大学をでて就職先で仲良くなった3歳年上の男性と私は結婚した。私達は子宝に恵まれず夫と二人暮らしだ。
夫と40年共に暮らしてきたが最近夫と食事するのが億劫になる。新婚の頃は気にもしなかった夫の言動がいちいち気になってしまう。例えば、食事の時舌を出しながら食べる姿やクチャクチャと音をたてて食べたりとやたら気になる。ゴールデンウィークが今年は10連休だ。私には苦痛しかない。二人で出かける訳でもなくどうせ1日中家に閉じこもり用がある時だけわたしの名前を呼ぶ。私は夫の家政婦でもヘルパーさんでもない。私は40年間連れ添った妻である。
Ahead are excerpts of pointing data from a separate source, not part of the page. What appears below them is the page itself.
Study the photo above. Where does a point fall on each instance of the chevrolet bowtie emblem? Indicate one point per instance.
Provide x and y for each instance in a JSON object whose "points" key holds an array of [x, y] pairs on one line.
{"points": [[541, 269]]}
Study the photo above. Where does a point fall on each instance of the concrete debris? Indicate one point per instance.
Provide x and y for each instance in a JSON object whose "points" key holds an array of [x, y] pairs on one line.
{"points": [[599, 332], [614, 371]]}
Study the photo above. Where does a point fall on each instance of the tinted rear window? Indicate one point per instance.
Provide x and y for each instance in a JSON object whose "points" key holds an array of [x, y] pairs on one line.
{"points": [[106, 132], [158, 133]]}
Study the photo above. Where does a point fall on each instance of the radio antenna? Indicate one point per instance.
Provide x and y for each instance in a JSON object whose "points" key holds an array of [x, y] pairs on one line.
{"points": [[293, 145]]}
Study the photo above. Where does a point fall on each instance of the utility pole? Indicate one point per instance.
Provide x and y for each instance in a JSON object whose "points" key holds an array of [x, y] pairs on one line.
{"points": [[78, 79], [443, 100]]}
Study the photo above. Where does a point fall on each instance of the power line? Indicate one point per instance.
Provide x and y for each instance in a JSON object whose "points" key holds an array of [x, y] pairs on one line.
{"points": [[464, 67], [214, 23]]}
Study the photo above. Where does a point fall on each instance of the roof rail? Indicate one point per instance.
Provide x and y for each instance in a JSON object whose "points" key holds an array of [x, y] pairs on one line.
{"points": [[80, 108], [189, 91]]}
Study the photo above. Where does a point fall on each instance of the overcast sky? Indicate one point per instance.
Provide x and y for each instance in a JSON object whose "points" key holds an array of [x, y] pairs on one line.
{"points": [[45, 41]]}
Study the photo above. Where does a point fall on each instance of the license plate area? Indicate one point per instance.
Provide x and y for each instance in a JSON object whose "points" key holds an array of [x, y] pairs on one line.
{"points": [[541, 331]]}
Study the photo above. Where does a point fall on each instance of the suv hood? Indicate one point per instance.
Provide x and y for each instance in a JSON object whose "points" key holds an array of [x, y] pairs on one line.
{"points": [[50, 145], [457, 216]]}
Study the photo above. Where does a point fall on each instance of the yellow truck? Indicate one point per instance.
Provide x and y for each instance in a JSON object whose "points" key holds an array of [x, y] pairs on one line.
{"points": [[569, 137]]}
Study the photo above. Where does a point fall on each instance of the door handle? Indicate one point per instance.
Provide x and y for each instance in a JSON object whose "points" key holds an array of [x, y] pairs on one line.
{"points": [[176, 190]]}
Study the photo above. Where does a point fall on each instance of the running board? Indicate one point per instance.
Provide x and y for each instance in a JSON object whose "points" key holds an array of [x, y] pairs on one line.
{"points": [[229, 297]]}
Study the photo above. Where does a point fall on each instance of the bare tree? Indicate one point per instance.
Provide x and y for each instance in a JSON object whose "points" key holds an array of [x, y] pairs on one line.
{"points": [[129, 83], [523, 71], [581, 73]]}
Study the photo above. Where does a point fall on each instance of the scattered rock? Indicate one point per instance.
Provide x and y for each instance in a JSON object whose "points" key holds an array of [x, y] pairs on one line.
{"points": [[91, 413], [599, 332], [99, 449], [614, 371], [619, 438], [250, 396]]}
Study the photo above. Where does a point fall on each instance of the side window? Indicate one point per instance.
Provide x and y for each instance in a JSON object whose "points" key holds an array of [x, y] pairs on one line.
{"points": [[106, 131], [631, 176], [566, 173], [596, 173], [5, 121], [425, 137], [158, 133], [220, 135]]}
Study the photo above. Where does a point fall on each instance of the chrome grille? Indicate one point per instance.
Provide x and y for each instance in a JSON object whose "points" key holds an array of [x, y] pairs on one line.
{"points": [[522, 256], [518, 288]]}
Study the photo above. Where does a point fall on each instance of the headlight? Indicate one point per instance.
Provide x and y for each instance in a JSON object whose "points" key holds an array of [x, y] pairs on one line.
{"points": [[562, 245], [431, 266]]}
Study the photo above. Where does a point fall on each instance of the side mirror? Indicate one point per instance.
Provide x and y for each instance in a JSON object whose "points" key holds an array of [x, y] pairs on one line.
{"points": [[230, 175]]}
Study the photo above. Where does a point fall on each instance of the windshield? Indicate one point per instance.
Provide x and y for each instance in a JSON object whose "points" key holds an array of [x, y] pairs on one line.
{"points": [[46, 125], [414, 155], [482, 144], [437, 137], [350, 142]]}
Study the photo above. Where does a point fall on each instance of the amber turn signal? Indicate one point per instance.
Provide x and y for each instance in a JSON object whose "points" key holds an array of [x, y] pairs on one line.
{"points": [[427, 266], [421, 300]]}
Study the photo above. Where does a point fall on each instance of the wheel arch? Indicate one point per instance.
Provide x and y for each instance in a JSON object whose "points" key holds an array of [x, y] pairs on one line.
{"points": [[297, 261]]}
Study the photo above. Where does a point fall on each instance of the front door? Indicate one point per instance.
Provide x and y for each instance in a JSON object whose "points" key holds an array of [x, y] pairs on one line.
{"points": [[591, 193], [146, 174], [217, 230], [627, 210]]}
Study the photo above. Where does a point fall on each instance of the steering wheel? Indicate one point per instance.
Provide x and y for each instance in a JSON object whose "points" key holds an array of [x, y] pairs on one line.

夫は定年退職後、朝の散歩以外はずっと家にいる。四六時中私は夫と一緒だ。
夫がまだ現役でサラリーマンをしていた頃は部下にあれしろ、これしろと命令口調で対応していただろうが、家の中では私が夫の上司なのだ。だって主婦には定年退職がありませんから。毎日毎朝夫と生活することは苦痛た。朝からコーヒー入れてと昼過ぎにはお茶を入れてと私を駒使いする。私が自らコーヒーかお茶を飲みますか?と聞いてコーヒーやお茶を入れるには抵抗はない。気持ちよくコーヒーやお茶を入れることが出来るが夫はこの家を会社かなんかと間違っている。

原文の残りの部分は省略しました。